Appl. Sci. 2025, 15(14), 7872; https://doi.org/10.3390/app15147872 (registering DOI)
Submission received: 26 June 2025 / Revised: 8 July 2025 / Accepted: 11 July 2025 / Published: 14 July 2025

Abstract

Traditional manual inspection methods for tunnel lining leakage are subjective and inefficient, while existing models lack sufficient recognition accuracy in complex scenarios. An intelligent leakage identification model adaptable to complex backgrounds is therefore needed. To address these issues, a Vision Transformer (ViT) was integrated into the UNet architecture, forming an SE-TransUNet model by incorporating SE-Block modules at skip connections between the encoder-decoder and the ViT output. Using a hybrid leakage dataset partitioned by k-fold cross-validation, the roles of SE-Block and ViT modules were examined through ablation experiments, and the model’s attention mechanism for leakage features was analyzed via Score-CAM heatmaps. Results indicate: (1) SE-TransUNet achieved mean values of 0.8318 (IoU), 0.8304 (Dice), 0.9394 (Recall), 0.8480 (Precision), 0.9733 (AUC), 0.8562 (MCC), 0.9218 (F1-score), and 6.53 (FPS) on the hybrid dataset, demonstrating robust generalization in scenarios with dent shadows, stain interference, and faint leakage traces. (2) Ablation experiments confirmed both modules’ necessity: The baseline model’s IoU exceeded the variant without the SE module by 4.50% and the variant without both the SE and ViT modules by 7.04%. (3) Score-CAM heatmaps showed the SE module broadened the model’s attention coverage of leakage areas, enhanced feature continuity, and improved anti-interference capability in complex environments. This research may provide a reference for related fields.

1. Introduction

Secondary tunnel linings frequently develop construction quality defects such as vault voids during construction. Over time, these may evolve into various lining deteriorations during operation [1,2,3,4]. Among these, water leakage represents one of the most prevalent tunnel defects, accelerating corrosion of the lining and internal reinforcement, reducing load-bearing capacity, and ultimately compromising operational safety [5,6,7]. Consequently, timely detection and precise treatment of tunnel lining leakage are critical for tunnel safety management.
Conventional leakage detection primarily relies on visual inspection and periodic monitoring. While operationally simple, these methods face inherent limitations: stains on lining surfaces and inadequate tunnel lighting often impede reliable differentiation between leakage zones and stained areas.

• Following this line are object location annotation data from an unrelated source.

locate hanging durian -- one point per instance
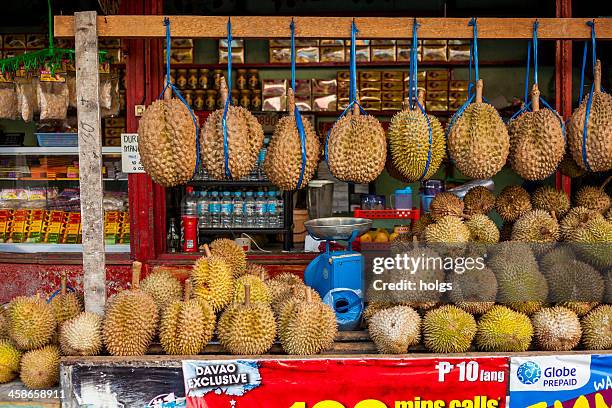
(445, 203)
(357, 148)
(31, 322)
(395, 329)
(244, 140)
(186, 326)
(551, 200)
(478, 141)
(599, 131)
(594, 198)
(247, 328)
(167, 141)
(283, 162)
(309, 326)
(39, 369)
(503, 329)
(130, 320)
(65, 305)
(512, 202)
(163, 287)
(232, 253)
(556, 329)
(416, 138)
(537, 142)
(212, 280)
(478, 200)
(82, 335)
(448, 329)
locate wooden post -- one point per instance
(90, 160)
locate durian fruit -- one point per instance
(130, 320)
(65, 305)
(163, 287)
(594, 198)
(551, 200)
(512, 202)
(447, 230)
(556, 329)
(40, 368)
(478, 200)
(482, 229)
(31, 322)
(536, 226)
(448, 329)
(444, 204)
(233, 254)
(82, 335)
(259, 290)
(502, 329)
(599, 132)
(257, 270)
(167, 142)
(244, 139)
(597, 328)
(474, 291)
(9, 361)
(283, 162)
(212, 280)
(537, 142)
(357, 148)
(247, 328)
(395, 329)
(309, 327)
(478, 142)
(410, 146)
(186, 326)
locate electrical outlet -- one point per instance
(139, 110)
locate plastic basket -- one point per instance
(57, 139)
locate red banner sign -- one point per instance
(347, 383)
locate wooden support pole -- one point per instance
(90, 160)
(339, 27)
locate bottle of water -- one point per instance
(249, 210)
(214, 210)
(238, 210)
(260, 211)
(226, 210)
(271, 210)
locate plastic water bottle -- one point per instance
(249, 210)
(226, 210)
(238, 210)
(214, 210)
(260, 211)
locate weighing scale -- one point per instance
(338, 275)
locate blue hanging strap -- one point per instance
(353, 87)
(296, 111)
(228, 102)
(170, 85)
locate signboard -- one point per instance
(130, 157)
(347, 383)
(566, 381)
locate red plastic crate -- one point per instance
(413, 214)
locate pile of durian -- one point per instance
(532, 294)
(224, 298)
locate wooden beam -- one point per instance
(338, 27)
(90, 161)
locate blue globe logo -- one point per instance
(529, 373)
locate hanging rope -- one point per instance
(298, 116)
(353, 85)
(228, 102)
(170, 85)
(587, 113)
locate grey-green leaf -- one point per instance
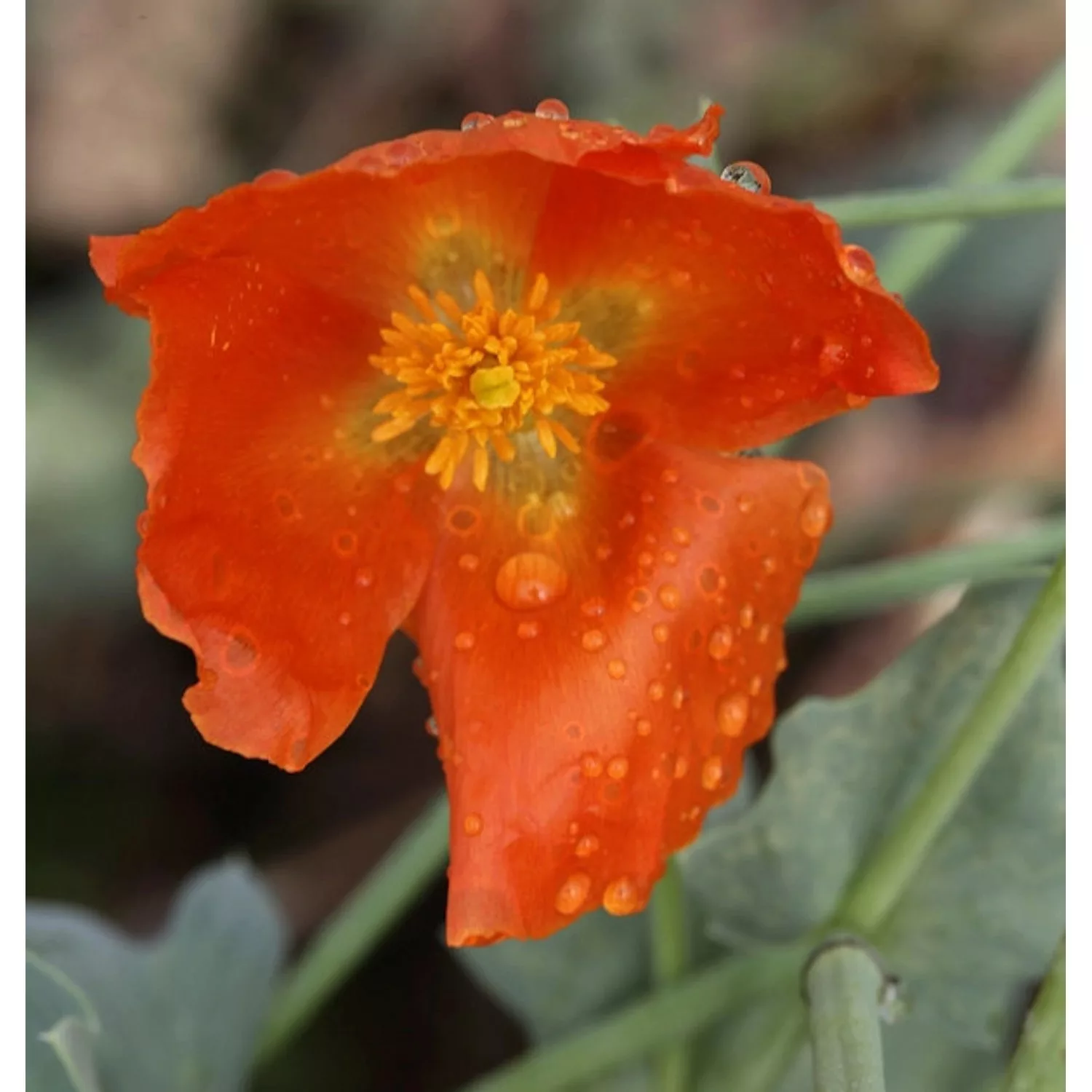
(981, 919)
(179, 1013)
(60, 1028)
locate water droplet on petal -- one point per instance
(712, 771)
(732, 712)
(617, 768)
(526, 581)
(620, 897)
(858, 264)
(747, 176)
(720, 644)
(474, 119)
(553, 108)
(815, 518)
(574, 891)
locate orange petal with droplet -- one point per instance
(593, 749)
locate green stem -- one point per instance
(670, 960)
(670, 1015)
(919, 251)
(1040, 1061)
(958, 203)
(885, 875)
(358, 926)
(864, 589)
(775, 1050)
(843, 989)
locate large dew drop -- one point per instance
(526, 581)
(622, 897)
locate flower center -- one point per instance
(480, 375)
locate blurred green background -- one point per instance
(135, 108)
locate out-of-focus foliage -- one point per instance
(976, 927)
(181, 1013)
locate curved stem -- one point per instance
(670, 959)
(863, 589)
(885, 875)
(954, 203)
(917, 253)
(843, 986)
(1040, 1061)
(358, 926)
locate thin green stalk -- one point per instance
(886, 873)
(885, 876)
(843, 987)
(670, 960)
(1040, 1061)
(956, 203)
(775, 1048)
(357, 927)
(860, 590)
(919, 251)
(668, 1016)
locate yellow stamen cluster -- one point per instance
(480, 375)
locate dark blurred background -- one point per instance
(137, 107)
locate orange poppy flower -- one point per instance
(478, 386)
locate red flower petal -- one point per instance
(736, 318)
(274, 544)
(596, 689)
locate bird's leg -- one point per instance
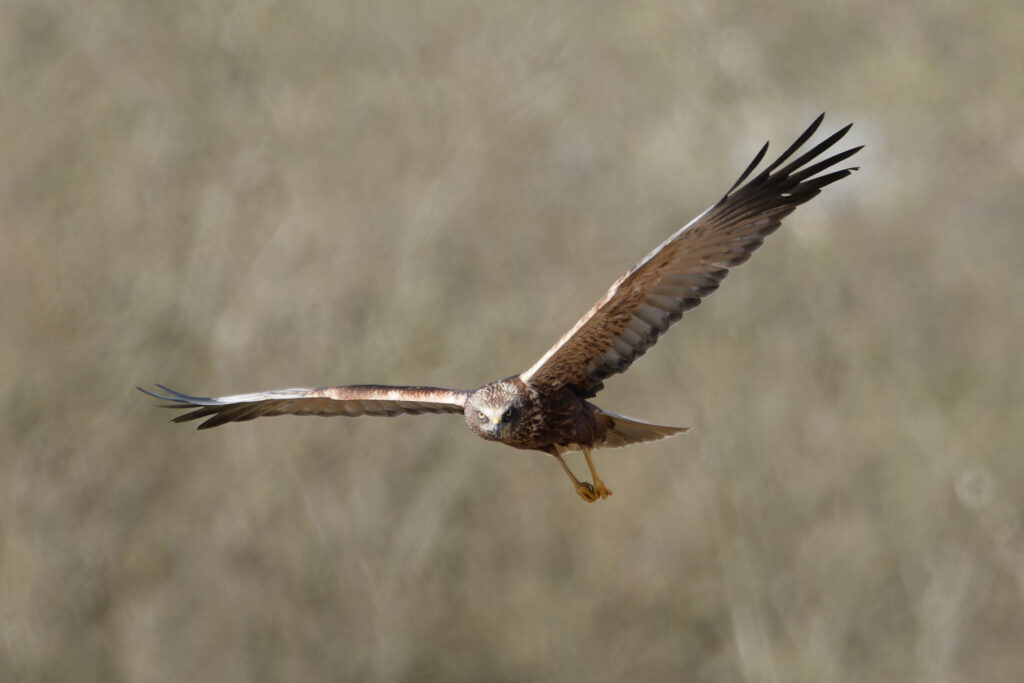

During large-scale, long-term monitoring—exemplified by the Khimti Headrace Tunnel (Nepal) where geological logs were recorded at 5–20 m intervals over its 7.88 km length—inspectors encounter substantial accuracy challenges [8]. Moreover, methodological subjectivity stems from inter-inspector variability [9,10]. As tunnel construction scales expand and monitoring requirements intensify, traditional approaches increasingly fail to meet modern demands for precision and efficiency.
Recent advances in deep learning for medical image segmentation have prompted applications in structural defect detection [11,12,13,14,15]. Current tunnel leakage identification predominantly employs CNN-based semantic segmentation. Although CNNs effectively integrate multi-level features for object recognition, studies indicate their bias toward local textures over global shapes [16], hindering accurate leakage detection in complex tunnel environments. Similarly, standalone Transformer-based models exhibit degraded local feature representation due to absent CNN-like inductive biases [17]. Thus, most existing leakage detection models demonstrate constrained capability in segmenting target fine contours under complex conditions.
To overcome the subjectivity and inefficiency of manual inspection, as well as the inadequate recognition accuracy of existing models in challenging environments, a Vision Transformer (ViT) was integrated into the UNet architecture. By embedding SE-Block modules at both the encoder-decoder skip connections and the ViT output layers, the SE-TransUNet model is proposed. The model is trained on a hybrid leakage dataset comprising mountain drill-and-blast tunnels and shield tunnels. Ablation studies and Score-CAM heatmaps confirm the effectiveness and contribution of the SE-Block and ViT modules. This work proposes a novel approach for tunnel leakage identification, offering methodological insights for related research.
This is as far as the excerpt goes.